In making a comparison between the casket and the coffer it may be noted that the casket was for personal use and was of smaller dimensions, and when it possessed a handle it was at the top so that it could be easily carried by the owner. On the other hand the coffer was usually of

massive form and had two heavy handles, one at each side, so that two persons are necessary to carry it, and it was solidly constructed to bear a great weight. There are exceptions, for instance in some forms of casket, especially when made of steel, the handles were at the side, as in the casket illustrated on page 57. But the coffer invariably has two solid handles, whether it is of wood, heavily bound with iron, or whether, as is frequently the case in later German, Flemish and Dutch examples, it is of solid iron or steel.

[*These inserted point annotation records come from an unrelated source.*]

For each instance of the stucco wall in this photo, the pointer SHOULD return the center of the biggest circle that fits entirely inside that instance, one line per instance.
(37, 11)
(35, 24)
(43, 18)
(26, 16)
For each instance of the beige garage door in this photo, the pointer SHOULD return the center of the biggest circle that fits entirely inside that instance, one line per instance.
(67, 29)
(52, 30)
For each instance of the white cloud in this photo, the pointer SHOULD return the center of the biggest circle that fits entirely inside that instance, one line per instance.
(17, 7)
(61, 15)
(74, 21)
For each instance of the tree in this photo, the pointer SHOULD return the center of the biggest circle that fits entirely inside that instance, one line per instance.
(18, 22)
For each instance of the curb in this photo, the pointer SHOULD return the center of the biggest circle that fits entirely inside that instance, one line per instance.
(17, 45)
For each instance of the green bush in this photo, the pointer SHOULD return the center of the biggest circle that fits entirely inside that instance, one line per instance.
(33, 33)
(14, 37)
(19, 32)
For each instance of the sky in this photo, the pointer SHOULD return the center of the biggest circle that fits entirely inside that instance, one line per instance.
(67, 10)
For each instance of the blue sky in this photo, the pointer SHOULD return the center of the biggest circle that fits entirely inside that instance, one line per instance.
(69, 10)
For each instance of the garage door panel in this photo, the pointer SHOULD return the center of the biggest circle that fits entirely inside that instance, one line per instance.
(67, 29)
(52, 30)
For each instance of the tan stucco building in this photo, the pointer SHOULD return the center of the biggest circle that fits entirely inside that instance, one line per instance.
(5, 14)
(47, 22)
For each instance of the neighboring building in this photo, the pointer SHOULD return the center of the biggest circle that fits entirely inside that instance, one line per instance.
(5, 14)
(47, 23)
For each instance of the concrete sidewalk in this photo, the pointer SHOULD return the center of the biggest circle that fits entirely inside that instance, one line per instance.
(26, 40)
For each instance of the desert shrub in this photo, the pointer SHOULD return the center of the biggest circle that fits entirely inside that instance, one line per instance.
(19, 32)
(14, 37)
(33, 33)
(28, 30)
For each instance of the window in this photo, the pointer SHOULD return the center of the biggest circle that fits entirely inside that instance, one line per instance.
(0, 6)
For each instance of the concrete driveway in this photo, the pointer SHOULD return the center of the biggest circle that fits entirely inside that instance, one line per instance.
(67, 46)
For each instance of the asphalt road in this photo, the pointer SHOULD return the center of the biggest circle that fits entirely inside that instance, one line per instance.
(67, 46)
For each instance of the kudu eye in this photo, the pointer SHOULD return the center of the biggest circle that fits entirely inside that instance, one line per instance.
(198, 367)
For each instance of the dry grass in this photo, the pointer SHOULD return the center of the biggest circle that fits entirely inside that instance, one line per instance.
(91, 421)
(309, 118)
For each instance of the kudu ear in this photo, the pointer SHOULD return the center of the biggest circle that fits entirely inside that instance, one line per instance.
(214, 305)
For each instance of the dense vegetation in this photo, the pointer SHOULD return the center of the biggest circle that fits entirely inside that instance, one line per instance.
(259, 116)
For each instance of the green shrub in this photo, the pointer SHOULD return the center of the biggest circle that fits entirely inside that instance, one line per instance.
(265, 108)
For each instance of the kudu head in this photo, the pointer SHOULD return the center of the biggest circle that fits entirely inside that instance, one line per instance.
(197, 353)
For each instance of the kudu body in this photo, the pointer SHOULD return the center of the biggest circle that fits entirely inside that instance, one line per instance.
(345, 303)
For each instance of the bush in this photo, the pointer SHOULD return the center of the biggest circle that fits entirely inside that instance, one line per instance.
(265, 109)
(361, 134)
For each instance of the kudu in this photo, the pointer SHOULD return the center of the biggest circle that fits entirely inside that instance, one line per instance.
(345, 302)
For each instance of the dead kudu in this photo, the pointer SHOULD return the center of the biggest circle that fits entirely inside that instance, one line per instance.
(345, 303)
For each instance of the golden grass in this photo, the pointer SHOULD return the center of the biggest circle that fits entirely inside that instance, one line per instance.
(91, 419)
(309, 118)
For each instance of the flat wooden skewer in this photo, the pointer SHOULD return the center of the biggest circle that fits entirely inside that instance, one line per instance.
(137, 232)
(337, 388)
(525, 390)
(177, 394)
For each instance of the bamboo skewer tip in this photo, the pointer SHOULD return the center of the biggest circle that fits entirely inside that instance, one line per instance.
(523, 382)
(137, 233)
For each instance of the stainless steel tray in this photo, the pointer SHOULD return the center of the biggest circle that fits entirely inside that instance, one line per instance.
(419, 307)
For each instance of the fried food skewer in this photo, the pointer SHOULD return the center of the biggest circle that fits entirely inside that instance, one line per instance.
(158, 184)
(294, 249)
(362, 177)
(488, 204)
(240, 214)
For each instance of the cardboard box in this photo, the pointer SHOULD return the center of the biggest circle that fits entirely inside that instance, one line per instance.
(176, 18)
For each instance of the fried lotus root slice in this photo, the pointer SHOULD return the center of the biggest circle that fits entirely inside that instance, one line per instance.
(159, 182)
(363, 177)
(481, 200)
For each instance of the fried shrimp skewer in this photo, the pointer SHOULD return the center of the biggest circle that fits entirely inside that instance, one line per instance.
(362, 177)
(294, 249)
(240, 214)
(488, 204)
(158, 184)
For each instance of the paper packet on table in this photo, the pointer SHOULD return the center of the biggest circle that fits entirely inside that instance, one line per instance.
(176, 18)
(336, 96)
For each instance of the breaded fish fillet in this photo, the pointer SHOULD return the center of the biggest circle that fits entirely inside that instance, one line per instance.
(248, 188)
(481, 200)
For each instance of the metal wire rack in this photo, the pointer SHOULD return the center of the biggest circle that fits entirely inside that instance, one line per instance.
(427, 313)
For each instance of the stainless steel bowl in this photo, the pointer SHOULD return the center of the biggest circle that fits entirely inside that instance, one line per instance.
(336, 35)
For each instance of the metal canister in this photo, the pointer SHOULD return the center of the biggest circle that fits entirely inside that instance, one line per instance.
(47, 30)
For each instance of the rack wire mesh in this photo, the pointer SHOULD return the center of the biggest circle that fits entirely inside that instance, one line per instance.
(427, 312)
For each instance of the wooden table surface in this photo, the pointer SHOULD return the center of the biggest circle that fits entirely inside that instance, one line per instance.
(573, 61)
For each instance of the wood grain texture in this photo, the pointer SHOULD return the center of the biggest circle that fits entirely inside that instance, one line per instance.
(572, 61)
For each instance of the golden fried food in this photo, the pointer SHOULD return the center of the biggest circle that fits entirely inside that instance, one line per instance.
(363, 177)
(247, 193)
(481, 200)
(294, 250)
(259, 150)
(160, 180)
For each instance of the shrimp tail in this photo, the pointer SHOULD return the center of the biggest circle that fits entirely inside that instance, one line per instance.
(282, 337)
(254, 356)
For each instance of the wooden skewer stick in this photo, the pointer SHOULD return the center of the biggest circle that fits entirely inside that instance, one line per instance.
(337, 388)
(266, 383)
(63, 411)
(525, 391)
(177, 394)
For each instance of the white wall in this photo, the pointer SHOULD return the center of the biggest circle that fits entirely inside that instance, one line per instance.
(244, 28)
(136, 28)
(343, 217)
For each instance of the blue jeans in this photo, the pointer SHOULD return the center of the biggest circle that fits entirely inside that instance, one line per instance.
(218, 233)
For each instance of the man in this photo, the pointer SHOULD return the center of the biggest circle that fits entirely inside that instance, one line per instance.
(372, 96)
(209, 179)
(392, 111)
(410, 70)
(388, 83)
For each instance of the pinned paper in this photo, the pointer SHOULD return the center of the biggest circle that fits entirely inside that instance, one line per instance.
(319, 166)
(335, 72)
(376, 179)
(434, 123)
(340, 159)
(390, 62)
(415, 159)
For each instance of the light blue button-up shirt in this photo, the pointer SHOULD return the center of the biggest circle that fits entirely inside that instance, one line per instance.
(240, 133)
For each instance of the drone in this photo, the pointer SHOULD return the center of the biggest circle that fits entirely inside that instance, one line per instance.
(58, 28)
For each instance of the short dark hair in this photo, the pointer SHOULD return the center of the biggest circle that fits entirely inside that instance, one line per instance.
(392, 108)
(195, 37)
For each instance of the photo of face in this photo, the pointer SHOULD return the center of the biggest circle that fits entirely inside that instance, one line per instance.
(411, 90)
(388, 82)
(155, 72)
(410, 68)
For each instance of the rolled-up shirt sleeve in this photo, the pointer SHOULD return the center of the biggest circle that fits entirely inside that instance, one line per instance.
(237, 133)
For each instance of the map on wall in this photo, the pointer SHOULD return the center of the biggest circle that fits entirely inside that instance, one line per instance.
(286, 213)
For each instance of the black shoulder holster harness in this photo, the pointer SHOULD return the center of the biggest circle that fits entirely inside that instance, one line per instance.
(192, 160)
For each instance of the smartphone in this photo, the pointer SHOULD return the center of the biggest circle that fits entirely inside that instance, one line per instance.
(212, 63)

There is a type which passes as Spanish, and is often ascribed to the days of the Spanish Armada; how many Spanish coffers did actually come ashore in the West of England, or in Scotland or in Ireland, is not recorded. It is possible that there is authentic evidence concerning them, but the usual examples assigned to that glorious failure are found upon close examination to be of German origin, and frequently a century later in date. At the Tudor Exhibition held in London in 1890, several Spanish treasure chests were on view. One was said to have come out of the Santa Anna, a flagship of the Armada, captured and brought into Weymouth.

Between the years 1522 and 1526 Hans Lützelburgher cut his unrivalled wood blocks reproducing the designs of Holbein in the Dance of Death series. The inimitable genius of Holbein has won the highest praise from Ruskin, who says "his Dance of Death is the most energetic

and telling of all the forms given, in this epoch, to the Rationalist spirit of reform, preaching the new gospel of Death. . . . Against the rich, the luxurious, the Pharisee, the false lawyer, the priest, and the unjust judge, Holbein uses his fiercest mockery; but he is never himself unjust."

In reproducing Der Rychman it is possible to illustrate three forms of coffer then in use. There is the taller wooden coffer with handles; there is the flat-topped variety, metal bound and having padlocks; and there is the arch-topped example, similarly metal bound, with hasp for padlock. It is evidently from this unpadlocked coffer that the rich man has temporarily extracted his hoard, possibly for audit. Death, the greatest Auditor of all, has intervened to close the account. It is finished. The sixteenth-century prototype of his race holds up his hands in acknowledging defeat, and one may imagine his awful cry of "Kamerad." It is the eternal message, "Thou fool! This night shall thy soul be required of thee."

The coffer was in universal use. It is found in various forms and, owing to the evident care which was taken of it, many early examples still remain. The Bavarian coffer of the fifteenth century is of somewhat primitive form and has iron bands with studs. There is in the escutcheon and the circular terminals of the bands a pleasing attempt at floral decoration. It is heavily constructed with four plank legs (illustrated p. 53).